In many areas of the country, the police no longer exercise authority derived from the rule of law, they exercise it solely by force. The reason is that people living in those areas no longer consider police authority to be legitimate due to their continuing excessive and egregiously malicious use of their powers. This hampers enforcement of the law across the board, because even non-violent offenders consider themselves at risk of death and act appropriately within that belief.

Locke also tells us why this sort of tyranny does not cause the dissolution of government very often and also why the riots we are seeing are a sign of how bad things have become.

Sect. 225. Secondly, I answer, such revolutions happen not upon every little mismanagement in public affairs. Great mistakes in the ruling part, many wrong and inconvenient laws, and all the slips of human frailty, will be born by the people without mutiny or murmur. But if a long train of abuses, prevarications and artifices, all tending the same way, make the design visible to the people, and they cannot but feel what they lie under, and see whither they are going; it is not to be wondered, that they should then rouze themselves, and endeavour to put the rule into such hands which may secure to them the ends for which government was at first erected; and without which, ancient names, and specious forms, are so far from being better, that they are much worse, than the state of nature, or pure anarchy; the inconveniencies being all as great and as near, but the remedy farther off and more difficult.

The public is willing to put up with a lot of stupidity from government. Government can screw up on the little things and people won’t revolt, but when they screw up on the big things over and over again people rise up. The response we are seeing on the streets is based in pervasive abuse of the system by those that are supposed to govern it.

Locke even tells us he doesn’t have the answer on handling resistance of illegal force (essentially what we see as protesting and rioting), because if you let it get to that point you’re a fucking idiot.

Sect. 209. But if either these illegal acts have extended to the majority of the people; or if the mischief and oppression has lighted only on some few, but in such cases, as the precedent, and consequences seem to threaten all; and they are persuaded in their consciences, that their laws, and with them their estates, liberties, and lives are in danger, and perhaps their religion too; how they will be hindered from resisting illegal force, used against them, I cannot tell. This is an inconvenience, I confess, that attends all governments whatsoever, when the governors have brought it to this pass, to be generally suspected of their people; the most dangerous state which they can possibly put themselves in, wherein they are the less to be pitied, because it is so easy to be avoided; it being as impossible for a governor, if he really means the good of his people, and the preservation of them, and their laws together, not to make them see and feel it, as it is for the father of a family, not to let his children see he loves, and takes care of them.

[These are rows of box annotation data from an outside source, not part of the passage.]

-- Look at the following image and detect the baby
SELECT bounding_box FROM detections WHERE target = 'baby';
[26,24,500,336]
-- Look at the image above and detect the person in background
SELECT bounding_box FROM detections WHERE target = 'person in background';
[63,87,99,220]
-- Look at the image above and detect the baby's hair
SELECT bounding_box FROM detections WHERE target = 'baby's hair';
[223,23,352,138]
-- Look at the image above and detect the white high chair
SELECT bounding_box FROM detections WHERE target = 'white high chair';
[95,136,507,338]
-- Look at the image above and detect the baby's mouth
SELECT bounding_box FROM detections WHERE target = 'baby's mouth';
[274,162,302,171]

The Conflict That Keeps The System In Place

It’s easy to see why people are upset and that the obvious solution is to have police do the right thing, but there is a conflict that we refuse to acknowledge. The conflict results from the exigencies of capitalism. Police started as a way for those in power to enforce unfair and unjust practices on laborers. In the South, modern police arose from slave patrols, while in the north police forces were created at the behest of merchants to control labor unrest in the face of “riots” (protests and strikes in actuality) over appalling working conditions.

The nature of modern policing in the USA is based on this origin and it has never really changed. We’ve thrown good on top of bad for so long that it’s hard to see to the rotten core of policing anymore, but it’s there and it’s the reason why we need to abolish them and find something different. We can legitimately exercise force to require people to submit to the law only when we have removed the gross excess of tyranny imposed upon them by those chosen to enforce the law.